The devastating storm that claimed 14 lives in the national capital last Friday was a “perfect recipe for a blackout in Delhi and the entire northern region”, according to Praveer Sinha, chief executive officer and executive director of Tata Power Delhi Distribution Limited (TPDDL).
The northern electricity grid had tripped because of underdrawal as several connecting towers and at least 68 transmission lines collapsed because of the raging winds, which exceeded 75 kmph in some areas.
Before the storm hit, the total load in Delhi was 5,200 MW. During the storm, the load fell within a few minutes — at the rate 200 MW per minute. According to officials, “this was a perfect case of northern grid failure”, but the system survived because of “combined efforts of Northern Regional Load Dispatch Centre, transmission, distribution and generation companies”.
“The severity of the storm on the power network could be gauged from the fact that it resulted in the tripping of 68 transmission lines in the northern grid. The load loss was at the rate of 200 MW per minute, resulting in a northern grid load loss of about 8,000 MW, including 4,000 MW in Delhi alone. TPDDL also lost 1,050 MW during the storm,” Sinha told Newsline.
The crisis was managed because of an effective disaster management system, contingency planning, inter-grid connectivity, backfeeding and running the network on emergency mode, which restored the power supply in TPDDL’s area in record time of 36 hours, Sinha said. India has five electricity grids — northern, eastern, northeastern, southern and western — run by the Power Grid Corporation, which operates more than 95,000 circuit km of transmission lines. All the grids are inter-connected; except the southern grid.
In 2012, the northern grid had collapsed due to low frequency on July 30. Another failure four days later had led to a cascading effect and the collapse of three more grids, plunging as many as 21 states into darkness.
The storm last Friday came from the Hisar-Sonepat side and first hit the north and northwest parts of the city before before spreading across NCR, says a release by TPDDL. Sinha said that over 1,000 trees fell on the power lines across north Delhi alone. The storm damaged Delhi Transco’s five towers on the 400/220 KV Bawana-Rohini line, and two towers from DTL’s 400/220 KV Mandola-Gopalpur line.

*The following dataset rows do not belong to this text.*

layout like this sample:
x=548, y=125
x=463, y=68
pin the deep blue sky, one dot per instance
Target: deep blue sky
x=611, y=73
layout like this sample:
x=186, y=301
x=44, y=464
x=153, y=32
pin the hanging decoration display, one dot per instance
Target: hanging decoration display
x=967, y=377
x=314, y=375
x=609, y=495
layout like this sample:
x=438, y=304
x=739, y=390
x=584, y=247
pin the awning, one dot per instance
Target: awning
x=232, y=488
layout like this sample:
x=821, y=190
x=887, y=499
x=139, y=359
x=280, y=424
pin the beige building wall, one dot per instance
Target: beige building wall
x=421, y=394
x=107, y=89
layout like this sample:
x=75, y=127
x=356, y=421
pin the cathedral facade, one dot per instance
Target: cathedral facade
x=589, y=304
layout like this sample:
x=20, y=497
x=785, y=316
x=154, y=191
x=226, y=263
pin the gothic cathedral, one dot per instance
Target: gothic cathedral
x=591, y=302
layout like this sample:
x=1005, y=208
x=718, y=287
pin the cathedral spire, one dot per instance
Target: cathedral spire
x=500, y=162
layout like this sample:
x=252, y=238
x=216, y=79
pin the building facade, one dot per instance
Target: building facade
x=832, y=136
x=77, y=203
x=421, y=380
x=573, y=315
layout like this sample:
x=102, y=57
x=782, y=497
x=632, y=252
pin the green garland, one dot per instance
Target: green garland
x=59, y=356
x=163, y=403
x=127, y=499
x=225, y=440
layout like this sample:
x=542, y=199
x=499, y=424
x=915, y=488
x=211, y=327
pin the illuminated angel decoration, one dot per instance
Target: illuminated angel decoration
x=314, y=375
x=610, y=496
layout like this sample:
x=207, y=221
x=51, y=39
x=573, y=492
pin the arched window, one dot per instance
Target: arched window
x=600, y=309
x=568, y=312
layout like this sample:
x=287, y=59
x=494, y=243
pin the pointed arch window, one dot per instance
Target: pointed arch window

“The TPDDL network suffered majorly because around 500 fully grown Eucalyptus trees fell and that damaged nearly 250 low tension and high tension electricity poles in its network spread across 510 sq km. These Eucalyptus trees are a big hazard and when they fall on the power lines, they completely snap power supply,” Sinha said.
A stock taking by the discom revealed broken conductor lines at several locations, hundreds of broken LT/HT ABC at different locations, several damaged distribution transformers and broken guard wires, which hold the poles in place at various locations.
At present, the total transmission restoration from Delhi Transco is only 50 per cent because of the damage to towers. The power supply situation, however, has been normalised due to “immediate activation” of the discoms disaster management plan and “quick interconnections between grids and back feeding, and the PGCIL Emergency Restoration System (ERS) for early restoration of affected lines”.